Another great diversion to make for your kid is to take him to a happy place where he can be with other children. Tantrums can magically disappear when he’s busy playing catch or taking his turn with the slide or seesaw at the playground. Not only will this give him more physical activity, it’s also a great bonding time between you and your kid.
Give him a hug
If the leave-him-alone approach doesn’t work, try using the magic of touch to pacify him. Don’t give him a smothering hug lest you risk the chance of inflaming him even further. Just go for a big, firm hug, no words necessary. This gesture will make the kid feel safe and secure and maybe this is all he really needs.
Don’t shout at the kid
It’s hard to keep your cool when your child is behaving like the kid from hell, but engaging in a screaming match will not help matters. Talking in a calm and soothing voice asserts your authority in a non-threatening way and will give your kid the impression that his behavior is not affecting you in any way.

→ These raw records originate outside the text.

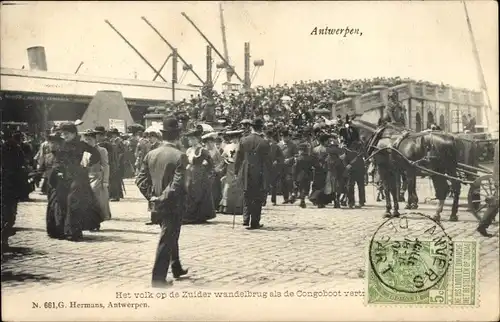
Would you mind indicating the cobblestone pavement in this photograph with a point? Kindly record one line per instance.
(297, 247)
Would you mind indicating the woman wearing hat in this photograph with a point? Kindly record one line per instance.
(72, 206)
(210, 144)
(98, 175)
(44, 159)
(199, 173)
(232, 192)
(117, 171)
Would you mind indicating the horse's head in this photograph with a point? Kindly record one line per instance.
(366, 131)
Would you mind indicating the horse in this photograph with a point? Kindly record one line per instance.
(396, 153)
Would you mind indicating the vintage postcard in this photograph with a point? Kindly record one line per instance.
(249, 160)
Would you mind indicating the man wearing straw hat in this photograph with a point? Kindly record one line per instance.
(162, 181)
(253, 165)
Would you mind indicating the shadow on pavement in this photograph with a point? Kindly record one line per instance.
(130, 231)
(9, 276)
(16, 252)
(142, 219)
(292, 228)
(29, 229)
(103, 238)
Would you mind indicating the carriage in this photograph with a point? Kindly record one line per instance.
(471, 171)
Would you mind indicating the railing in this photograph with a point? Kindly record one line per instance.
(423, 104)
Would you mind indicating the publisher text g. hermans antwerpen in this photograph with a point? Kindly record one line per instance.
(347, 31)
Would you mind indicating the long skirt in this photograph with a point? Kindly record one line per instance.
(72, 206)
(102, 196)
(200, 202)
(217, 190)
(115, 185)
(232, 193)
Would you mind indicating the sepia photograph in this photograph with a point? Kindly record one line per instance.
(249, 160)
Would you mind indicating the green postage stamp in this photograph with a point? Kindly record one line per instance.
(411, 260)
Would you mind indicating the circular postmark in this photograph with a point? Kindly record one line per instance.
(410, 254)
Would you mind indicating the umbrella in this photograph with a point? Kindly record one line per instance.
(153, 128)
(207, 128)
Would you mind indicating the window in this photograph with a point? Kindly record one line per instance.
(418, 122)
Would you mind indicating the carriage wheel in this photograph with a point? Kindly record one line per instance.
(481, 193)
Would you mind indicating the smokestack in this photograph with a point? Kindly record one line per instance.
(247, 65)
(36, 58)
(209, 65)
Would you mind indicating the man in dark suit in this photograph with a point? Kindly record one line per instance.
(253, 164)
(277, 159)
(492, 209)
(289, 149)
(303, 173)
(162, 182)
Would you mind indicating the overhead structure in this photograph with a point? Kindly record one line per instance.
(172, 48)
(227, 66)
(162, 66)
(105, 109)
(78, 68)
(211, 45)
(257, 64)
(134, 49)
(480, 72)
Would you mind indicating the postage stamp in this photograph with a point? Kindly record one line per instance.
(412, 261)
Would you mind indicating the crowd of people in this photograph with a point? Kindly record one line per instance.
(215, 154)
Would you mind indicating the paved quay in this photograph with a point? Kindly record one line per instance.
(296, 247)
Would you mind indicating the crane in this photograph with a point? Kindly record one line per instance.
(229, 69)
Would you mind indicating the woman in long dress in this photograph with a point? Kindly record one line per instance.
(209, 143)
(72, 206)
(199, 173)
(232, 192)
(98, 175)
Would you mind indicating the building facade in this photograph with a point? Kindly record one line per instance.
(423, 104)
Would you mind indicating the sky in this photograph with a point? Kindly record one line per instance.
(422, 40)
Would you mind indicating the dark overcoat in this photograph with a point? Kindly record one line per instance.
(253, 163)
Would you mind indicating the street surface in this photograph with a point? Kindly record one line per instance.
(297, 248)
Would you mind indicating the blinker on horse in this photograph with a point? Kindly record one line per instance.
(396, 154)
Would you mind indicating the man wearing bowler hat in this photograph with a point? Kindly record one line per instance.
(162, 182)
(252, 165)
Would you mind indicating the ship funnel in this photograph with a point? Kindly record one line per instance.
(36, 58)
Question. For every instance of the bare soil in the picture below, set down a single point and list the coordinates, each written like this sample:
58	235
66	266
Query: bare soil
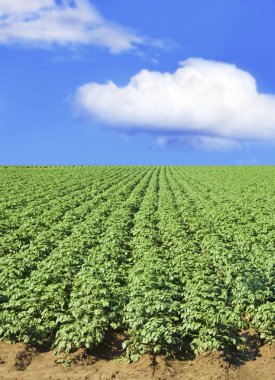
20	362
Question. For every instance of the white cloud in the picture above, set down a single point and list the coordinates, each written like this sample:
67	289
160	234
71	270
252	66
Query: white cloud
216	101
63	22
198	142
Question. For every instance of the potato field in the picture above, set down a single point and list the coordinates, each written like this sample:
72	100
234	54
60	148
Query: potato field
175	259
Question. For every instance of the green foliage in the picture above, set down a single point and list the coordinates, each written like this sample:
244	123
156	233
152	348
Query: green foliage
177	258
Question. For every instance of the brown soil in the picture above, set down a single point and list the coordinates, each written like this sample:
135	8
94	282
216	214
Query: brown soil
19	362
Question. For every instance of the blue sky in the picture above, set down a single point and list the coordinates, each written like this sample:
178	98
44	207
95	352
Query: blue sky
57	105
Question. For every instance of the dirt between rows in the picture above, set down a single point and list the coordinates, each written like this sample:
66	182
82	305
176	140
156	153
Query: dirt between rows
20	362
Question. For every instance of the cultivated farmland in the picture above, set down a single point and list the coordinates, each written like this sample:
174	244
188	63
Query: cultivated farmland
177	261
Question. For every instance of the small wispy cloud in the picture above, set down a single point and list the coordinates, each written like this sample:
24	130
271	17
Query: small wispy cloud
206	104
65	22
207	143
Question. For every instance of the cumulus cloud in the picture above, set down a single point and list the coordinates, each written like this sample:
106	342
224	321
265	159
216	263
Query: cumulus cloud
64	22
214	100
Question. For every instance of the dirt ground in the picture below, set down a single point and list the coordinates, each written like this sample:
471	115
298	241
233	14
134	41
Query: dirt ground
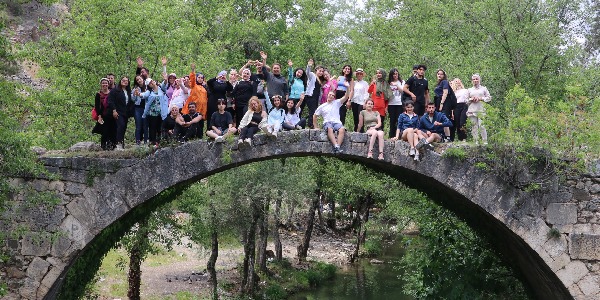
166	280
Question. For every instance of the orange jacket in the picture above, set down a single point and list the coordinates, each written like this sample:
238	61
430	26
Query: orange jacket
198	95
379	103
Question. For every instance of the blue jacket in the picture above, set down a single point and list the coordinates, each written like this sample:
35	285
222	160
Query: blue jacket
426	125
405	121
151	96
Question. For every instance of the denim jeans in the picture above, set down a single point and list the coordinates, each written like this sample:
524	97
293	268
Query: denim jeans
141	125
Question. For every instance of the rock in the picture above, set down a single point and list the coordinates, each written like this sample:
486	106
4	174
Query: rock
14	272
39	150
85	146
561	213
37	269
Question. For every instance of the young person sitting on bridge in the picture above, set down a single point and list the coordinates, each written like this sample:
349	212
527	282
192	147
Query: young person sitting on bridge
221	123
330	111
432	125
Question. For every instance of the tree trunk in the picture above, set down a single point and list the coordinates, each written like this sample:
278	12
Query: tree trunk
310	221
214	254
136	256
264	236
276	225
250	253
331	223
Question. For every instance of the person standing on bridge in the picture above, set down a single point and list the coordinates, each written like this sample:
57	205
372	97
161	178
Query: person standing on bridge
106	125
121	103
478	94
418	89
372	122
276	83
330	111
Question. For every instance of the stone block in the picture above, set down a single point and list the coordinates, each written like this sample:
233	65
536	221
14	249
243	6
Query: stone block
51	276
572	273
590	285
85	146
72	188
37	269
357	137
56	185
584	246
561	213
29	289
60	247
34	245
556	246
560	197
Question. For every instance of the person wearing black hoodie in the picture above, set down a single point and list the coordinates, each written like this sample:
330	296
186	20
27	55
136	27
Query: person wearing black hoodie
120	103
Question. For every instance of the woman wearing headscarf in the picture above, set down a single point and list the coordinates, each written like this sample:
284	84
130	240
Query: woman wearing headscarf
217	89
381	93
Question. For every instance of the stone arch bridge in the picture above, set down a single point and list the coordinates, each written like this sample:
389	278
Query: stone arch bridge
552	238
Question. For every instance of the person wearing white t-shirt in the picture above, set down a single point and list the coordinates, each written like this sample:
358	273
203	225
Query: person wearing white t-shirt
330	111
359	97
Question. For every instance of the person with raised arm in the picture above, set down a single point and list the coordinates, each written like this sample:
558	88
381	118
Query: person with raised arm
276	83
330	111
198	95
417	88
313	90
478	94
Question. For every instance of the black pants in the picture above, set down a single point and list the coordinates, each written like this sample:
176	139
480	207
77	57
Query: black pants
312	102
343	109
193	131
121	128
460	120
394	111
108	139
154	124
356	108
248	132
240	110
287	126
419	108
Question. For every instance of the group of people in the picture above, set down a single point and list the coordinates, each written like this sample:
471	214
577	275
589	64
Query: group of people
176	108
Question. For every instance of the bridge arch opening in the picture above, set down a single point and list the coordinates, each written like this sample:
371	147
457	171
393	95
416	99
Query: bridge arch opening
464	196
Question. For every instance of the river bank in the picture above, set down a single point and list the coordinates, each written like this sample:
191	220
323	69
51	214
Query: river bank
179	274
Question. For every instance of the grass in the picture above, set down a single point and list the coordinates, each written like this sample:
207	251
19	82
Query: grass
113	272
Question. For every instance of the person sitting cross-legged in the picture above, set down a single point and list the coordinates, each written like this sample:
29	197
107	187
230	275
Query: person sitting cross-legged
431	126
221	123
330	111
191	123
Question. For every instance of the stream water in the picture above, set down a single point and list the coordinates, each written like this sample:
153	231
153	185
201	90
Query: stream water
364	280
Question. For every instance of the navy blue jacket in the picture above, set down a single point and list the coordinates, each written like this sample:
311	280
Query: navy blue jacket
405	121
426	125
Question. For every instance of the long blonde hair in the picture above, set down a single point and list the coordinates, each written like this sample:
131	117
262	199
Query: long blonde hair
258	104
456	84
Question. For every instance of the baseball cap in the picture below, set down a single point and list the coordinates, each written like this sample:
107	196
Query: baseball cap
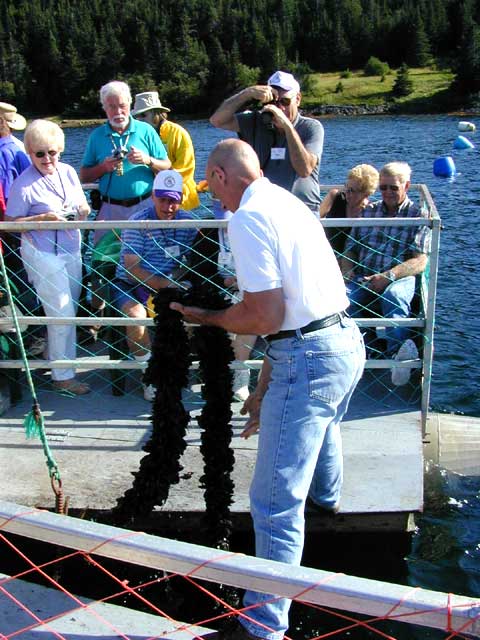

Exercising patience and making use of these techniques should be enough to control your kid’s temper. If his tantrums continue and intensify over time, you should consider seeking professional help. Frequent tantrums can be a sign of physical or psychological issues that a doctor should help you with. Vigilant monitoring of your child’s behavior will help you in deciding whether you should seek the doctor’s help or not.